International builder John Young.

Foreward: Shirley Jurmann (nee Louttit) has put together the most complete of profiles on the life of builder, John Young. In order to provide the scope & appreciation it warrants – I have set the exploits & achievements of Young, against a series of ‘back drops’ and ‘scenarios’ of the times – the like of which will never be seen again! (Norm Moore)

The discovery of gold at Bathurst, in 1851, brought swift change to the pace of development in NSW,resulting in rapid decline of manpower for Victoria. But there was a royalty to be paid, and ‘golden bonanzas’ were worked in secret for a long time.(maybe from 1840) Even wealthy station owners were oblivious to reasons why some of their field hands wore boots & britches with ‘qualities’ - equal to their own.

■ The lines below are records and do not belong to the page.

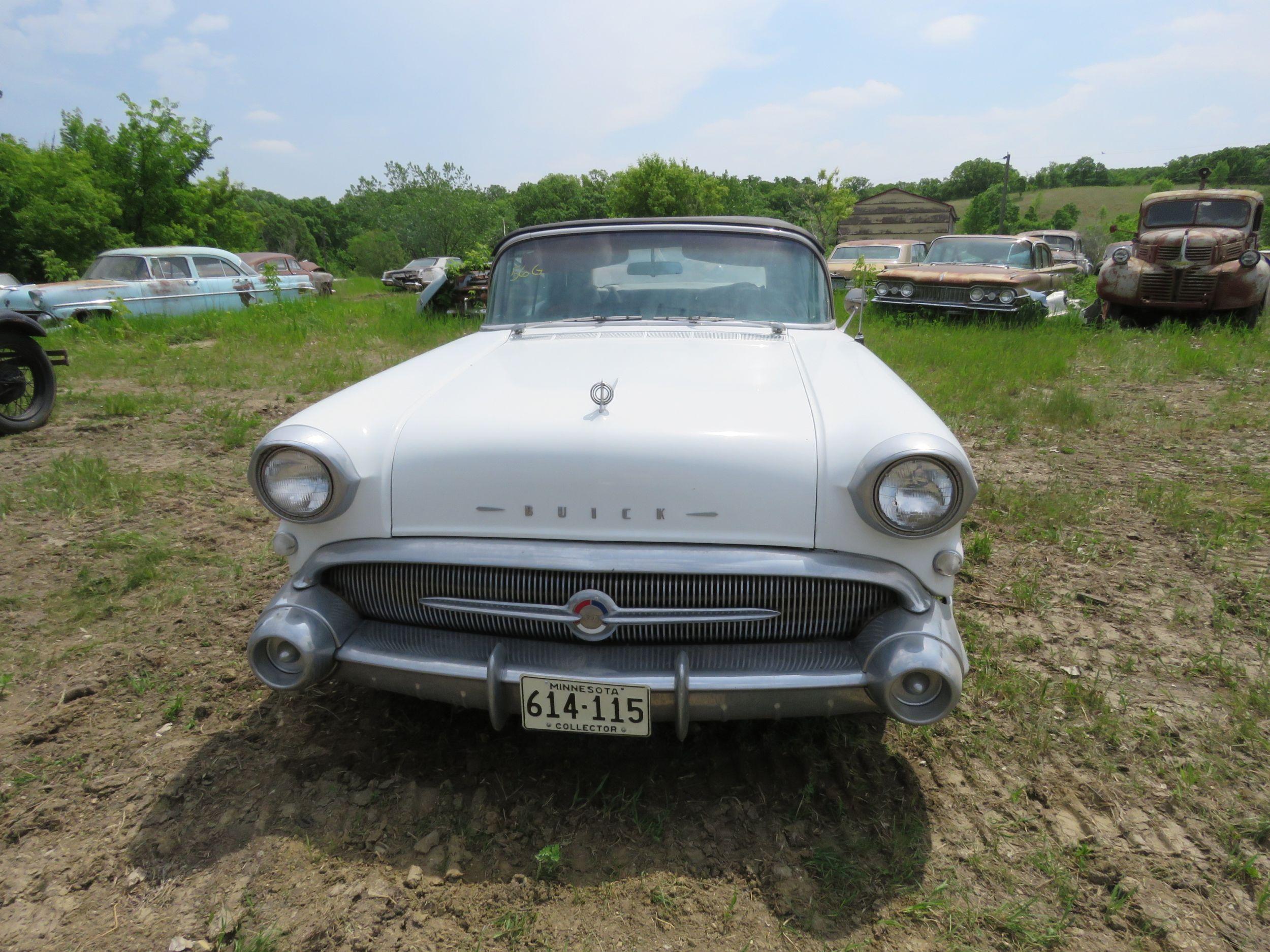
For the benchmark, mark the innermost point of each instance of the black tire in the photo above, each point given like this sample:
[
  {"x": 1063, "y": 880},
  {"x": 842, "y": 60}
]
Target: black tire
[{"x": 27, "y": 385}]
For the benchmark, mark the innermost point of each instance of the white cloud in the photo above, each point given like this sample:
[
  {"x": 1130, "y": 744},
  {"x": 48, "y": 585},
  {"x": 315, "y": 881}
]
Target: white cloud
[
  {"x": 209, "y": 23},
  {"x": 182, "y": 67},
  {"x": 1212, "y": 116},
  {"x": 277, "y": 146},
  {"x": 84, "y": 27},
  {"x": 789, "y": 138},
  {"x": 626, "y": 70},
  {"x": 953, "y": 29}
]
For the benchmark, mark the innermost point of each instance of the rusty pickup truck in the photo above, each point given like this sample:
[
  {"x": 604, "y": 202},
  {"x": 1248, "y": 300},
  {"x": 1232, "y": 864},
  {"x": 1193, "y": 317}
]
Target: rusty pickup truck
[{"x": 1194, "y": 255}]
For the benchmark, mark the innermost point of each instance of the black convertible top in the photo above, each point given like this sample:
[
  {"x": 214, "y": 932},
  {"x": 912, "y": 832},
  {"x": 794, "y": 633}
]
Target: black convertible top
[{"x": 774, "y": 224}]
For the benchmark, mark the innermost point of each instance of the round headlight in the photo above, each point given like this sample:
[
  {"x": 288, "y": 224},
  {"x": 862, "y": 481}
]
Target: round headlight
[
  {"x": 296, "y": 485},
  {"x": 916, "y": 494}
]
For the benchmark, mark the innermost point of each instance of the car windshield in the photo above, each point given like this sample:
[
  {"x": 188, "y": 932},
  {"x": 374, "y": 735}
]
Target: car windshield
[
  {"x": 658, "y": 275},
  {"x": 118, "y": 268},
  {"x": 870, "y": 253},
  {"x": 1230, "y": 212},
  {"x": 979, "y": 250}
]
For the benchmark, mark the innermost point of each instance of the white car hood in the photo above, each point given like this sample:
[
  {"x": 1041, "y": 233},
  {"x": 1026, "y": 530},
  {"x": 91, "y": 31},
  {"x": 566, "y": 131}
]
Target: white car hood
[{"x": 709, "y": 438}]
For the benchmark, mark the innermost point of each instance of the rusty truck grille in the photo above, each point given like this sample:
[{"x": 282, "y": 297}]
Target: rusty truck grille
[
  {"x": 938, "y": 295},
  {"x": 809, "y": 607},
  {"x": 1182, "y": 288}
]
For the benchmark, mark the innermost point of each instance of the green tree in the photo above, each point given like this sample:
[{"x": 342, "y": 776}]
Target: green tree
[
  {"x": 52, "y": 211},
  {"x": 983, "y": 215},
  {"x": 375, "y": 252},
  {"x": 826, "y": 204},
  {"x": 658, "y": 187},
  {"x": 149, "y": 164},
  {"x": 1086, "y": 172}
]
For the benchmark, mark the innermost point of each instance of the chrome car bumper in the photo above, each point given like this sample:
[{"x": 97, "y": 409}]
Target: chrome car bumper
[{"x": 705, "y": 682}]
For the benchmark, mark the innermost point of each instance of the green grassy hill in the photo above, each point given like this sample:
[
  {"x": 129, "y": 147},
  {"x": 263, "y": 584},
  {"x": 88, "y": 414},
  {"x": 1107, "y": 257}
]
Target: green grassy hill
[{"x": 1090, "y": 199}]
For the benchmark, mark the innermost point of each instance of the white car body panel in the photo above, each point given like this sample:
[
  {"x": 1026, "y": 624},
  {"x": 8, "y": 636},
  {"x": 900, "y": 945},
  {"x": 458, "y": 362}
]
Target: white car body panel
[{"x": 765, "y": 431}]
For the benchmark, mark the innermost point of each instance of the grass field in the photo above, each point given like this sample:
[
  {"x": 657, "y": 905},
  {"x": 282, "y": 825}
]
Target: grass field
[
  {"x": 1118, "y": 200},
  {"x": 1104, "y": 785}
]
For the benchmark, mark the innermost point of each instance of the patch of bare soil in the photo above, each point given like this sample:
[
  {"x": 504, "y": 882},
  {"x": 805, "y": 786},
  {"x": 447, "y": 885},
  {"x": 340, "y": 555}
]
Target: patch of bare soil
[{"x": 346, "y": 819}]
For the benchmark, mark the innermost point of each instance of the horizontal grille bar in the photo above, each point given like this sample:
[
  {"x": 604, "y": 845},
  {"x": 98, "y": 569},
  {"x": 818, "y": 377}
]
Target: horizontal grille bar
[
  {"x": 934, "y": 293},
  {"x": 808, "y": 607}
]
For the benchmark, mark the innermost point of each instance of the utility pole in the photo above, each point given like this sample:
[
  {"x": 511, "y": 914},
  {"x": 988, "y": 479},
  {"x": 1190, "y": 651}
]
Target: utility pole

A monthly ‘expedition’ to town for replenishment of supplies was an ‘important affair’ to the owner of a station - it meant the entrainment of the whole his workforce in order to “show off” his whereabouts It was customary for the ‘boss’ to allow staff the joy of an hour or two of freedom after the loading of supplies, and for him - a visit to his favourite club.

A pre-arranged signal between the field hands would send one scurrying down a laneway to knock on the back door of a Jeweler’s shop. The door would partly open and a hand thrust forward- the ‘golden contents’ of a snot soaked handkerchief shaken into it, and the door quickly closed - a few minutes later - the ‘procedure’ was reversed. This ‘arrangement’ helped the poor- but denied the government its tax – “a calamity was surely in the making”!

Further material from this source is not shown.